Humans began to wear clothing 170,000 years ago, concludes a new study that suggests our ancestors first put on clothes after the second-to-last Ice Age, when being nude must have been too cool for comfort.
The evidence comes from seemingly very unfashionable lice, since scientists tracked when head lice evolved into clothing/body lice around 170,000 years ago. So lice have been with us since the world's first clothes were made.
(Viking attire circa 900 A.D. By this advanced stage, humans had created very sophisticated and colorful ways to clothe themselves. Credit: Annika Larsson)
The study, published in this month's Molecular Biology and Evolution journal, explains how DNA sequencing of the parasites was used to calculate when clothing lice first began to genetically diverge from human head lice.
(Adult female, left, and adult male, right, head lice; Wikimedia Commons image)
“We wanted to find another method for pinpointing when humans might have first started wearing clothing," said project leader David Reed, associate curator of mammals at the Florida Museum of Natural History, in a University of Florida press release. “Because they are so well adapted to clothing, we know that body lice or clothing lice almost certainly didn't exist until clothing came about in humans."
The findings reveal that our ancestors started to wear clothing long after they lost their ape-like body hair. Genetic skin coloration research shows that hair loss happened around one million years ago, long before modern humans emerged in Africa. Our ancestors were likely running around nude and relatively hairless for quite some time then.
“It's interesting to think humans were able to survive in Africa for hundreds of thousands of years without clothing and without body hair, and that it wasn't until they had clothing that modern humans were then moving out of Africa into other parts of the world," Reed said.

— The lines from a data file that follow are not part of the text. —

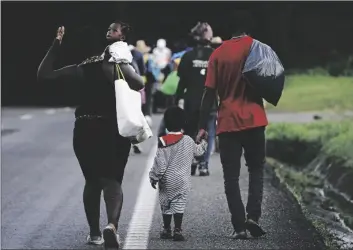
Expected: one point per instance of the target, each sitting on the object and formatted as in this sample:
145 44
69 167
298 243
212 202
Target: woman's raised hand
60 33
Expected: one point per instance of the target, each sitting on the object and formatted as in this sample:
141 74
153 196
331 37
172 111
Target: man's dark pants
231 147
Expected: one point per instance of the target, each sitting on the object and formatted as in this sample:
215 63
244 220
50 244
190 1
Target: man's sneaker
166 233
94 240
242 235
137 149
254 228
111 238
177 236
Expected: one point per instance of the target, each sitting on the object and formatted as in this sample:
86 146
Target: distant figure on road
171 170
192 72
101 151
241 125
140 68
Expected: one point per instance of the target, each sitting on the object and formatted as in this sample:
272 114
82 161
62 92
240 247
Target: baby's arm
201 148
159 165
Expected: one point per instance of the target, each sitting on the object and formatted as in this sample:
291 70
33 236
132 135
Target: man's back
240 106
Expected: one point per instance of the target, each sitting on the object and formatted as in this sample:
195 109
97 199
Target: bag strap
119 72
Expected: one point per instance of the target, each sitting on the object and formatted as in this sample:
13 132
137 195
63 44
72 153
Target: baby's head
174 119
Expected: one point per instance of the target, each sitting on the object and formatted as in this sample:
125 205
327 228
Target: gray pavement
42 184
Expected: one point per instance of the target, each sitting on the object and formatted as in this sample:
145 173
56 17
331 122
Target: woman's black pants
102 154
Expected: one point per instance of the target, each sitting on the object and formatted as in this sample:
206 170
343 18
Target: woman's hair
125 28
174 119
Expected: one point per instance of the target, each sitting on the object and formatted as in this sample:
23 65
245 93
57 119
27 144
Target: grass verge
305 92
313 158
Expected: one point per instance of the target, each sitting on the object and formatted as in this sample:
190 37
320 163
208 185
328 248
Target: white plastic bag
265 72
131 121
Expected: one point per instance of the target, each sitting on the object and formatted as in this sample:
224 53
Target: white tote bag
131 121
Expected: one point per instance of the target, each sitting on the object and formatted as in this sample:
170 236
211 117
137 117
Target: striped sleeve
159 165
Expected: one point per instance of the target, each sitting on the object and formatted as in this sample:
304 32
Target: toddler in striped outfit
171 170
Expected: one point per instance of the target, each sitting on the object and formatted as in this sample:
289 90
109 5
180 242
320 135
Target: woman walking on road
101 151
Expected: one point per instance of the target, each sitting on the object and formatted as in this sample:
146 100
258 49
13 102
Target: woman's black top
95 78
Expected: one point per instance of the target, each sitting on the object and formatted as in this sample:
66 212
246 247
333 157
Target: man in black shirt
192 72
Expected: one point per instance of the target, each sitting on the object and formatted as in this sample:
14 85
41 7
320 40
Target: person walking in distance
140 68
192 72
241 126
101 151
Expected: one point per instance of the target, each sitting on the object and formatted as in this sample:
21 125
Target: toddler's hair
174 119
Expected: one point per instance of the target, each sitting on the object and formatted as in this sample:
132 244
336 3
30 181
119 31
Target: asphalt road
42 184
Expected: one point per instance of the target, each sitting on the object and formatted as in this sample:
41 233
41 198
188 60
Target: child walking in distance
171 170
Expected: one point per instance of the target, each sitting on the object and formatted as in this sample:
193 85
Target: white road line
26 117
140 224
50 111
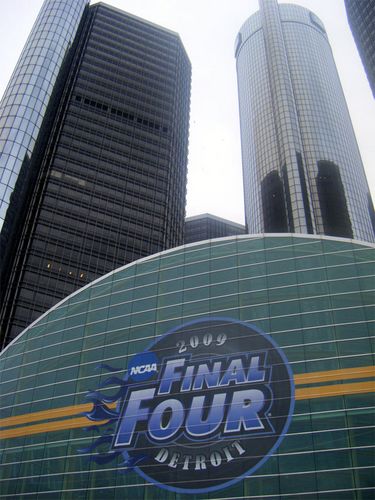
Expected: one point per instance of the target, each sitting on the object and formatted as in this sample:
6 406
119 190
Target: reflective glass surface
312 295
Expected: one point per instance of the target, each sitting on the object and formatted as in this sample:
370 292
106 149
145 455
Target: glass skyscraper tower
105 183
302 168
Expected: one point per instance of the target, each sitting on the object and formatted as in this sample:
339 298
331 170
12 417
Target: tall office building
361 17
302 168
207 226
108 176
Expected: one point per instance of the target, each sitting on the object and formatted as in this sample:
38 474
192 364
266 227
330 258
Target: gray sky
208 29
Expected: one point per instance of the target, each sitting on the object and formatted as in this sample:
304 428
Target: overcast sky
208 29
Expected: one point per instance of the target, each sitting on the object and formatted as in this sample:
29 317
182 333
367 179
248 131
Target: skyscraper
361 17
302 168
208 226
110 177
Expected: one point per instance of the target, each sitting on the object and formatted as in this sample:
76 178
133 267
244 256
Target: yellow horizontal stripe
344 374
301 393
74 423
334 390
66 411
59 425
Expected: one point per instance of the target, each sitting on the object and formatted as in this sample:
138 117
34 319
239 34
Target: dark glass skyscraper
361 17
302 168
110 178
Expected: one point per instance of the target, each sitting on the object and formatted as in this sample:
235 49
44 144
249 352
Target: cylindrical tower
302 167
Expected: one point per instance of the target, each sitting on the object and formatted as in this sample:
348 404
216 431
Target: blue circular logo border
276 444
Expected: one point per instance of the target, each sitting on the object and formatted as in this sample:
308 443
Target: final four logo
204 406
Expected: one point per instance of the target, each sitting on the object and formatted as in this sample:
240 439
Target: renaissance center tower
302 168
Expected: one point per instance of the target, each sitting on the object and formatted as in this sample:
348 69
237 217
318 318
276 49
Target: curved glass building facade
29 90
302 168
68 381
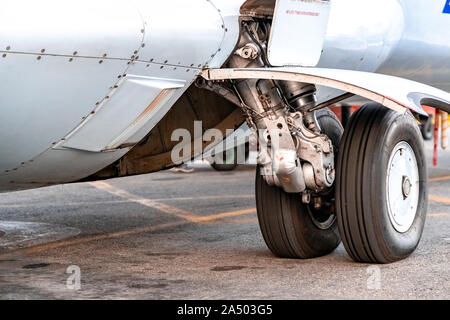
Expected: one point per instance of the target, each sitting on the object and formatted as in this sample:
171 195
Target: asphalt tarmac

He added that our success and progression as a species has been made possible, in large part, to our “controlled use of fire, the ability to use clothing, new hunting strategies and new stone tools."
Since our ancestors are thought to have migrated out of Africa and into colder climates and higher latitudes anywhere from 100,000 to 60,000 years ago, the findings indicate the invention of clothing made such long journeys northward possible.
The second to the last Ice Age occurred around 180,000 years ago, so in the aftermath of that cooling, humans may have figured out that putting on clothes- probably animal furs and skins- had enormous benefits. Years ago I also read some interesting studies on how a drive to express individuality and status pushed humans to wear more distinctive clothing, shoes and jewelry, and to don makeup and sport tattoos. Group divisions and competition can fuel that “look at me" desire, along with needing to visually affiliate oneself with a particular sect.
A study of clothing lice in 2003 led by Mark Stoneking, a geneticist at the Max Planck Institute in Leipzig, Germany, estimated humans first began wearing clothes about 107,000 years ago. But the UF research includes new data and calculation methods.
“The new result from this lice study is an unexpectedly early date for clothing, much older than the earliest solid archaeological evidence, but it makes sense," said Ian Gilligan, lecturer in the School of Archaeology and Anthropology at The Australian National University. “It means modern humans probably started wearing clothes on a regular basis to keep warm when they were first exposed to Ice Age conditions."
Lice aren't exactly beloved creatures. They're usually associated with miserable kids having to go through lice removal treatments. From a scientific standpoint, however, they are valuable. These parasites are often found stranded on lineages of hosts over long periods of time, permitting researchers to learn about evolutionary changes in the host based on changes in the parasite.
Lice don't just tell us about clothing either. Such research on them, according to Reed, “gives the opportunity to study host-switching and invading new hosts — behaviors seen in emerging infectious diseases that affect humans."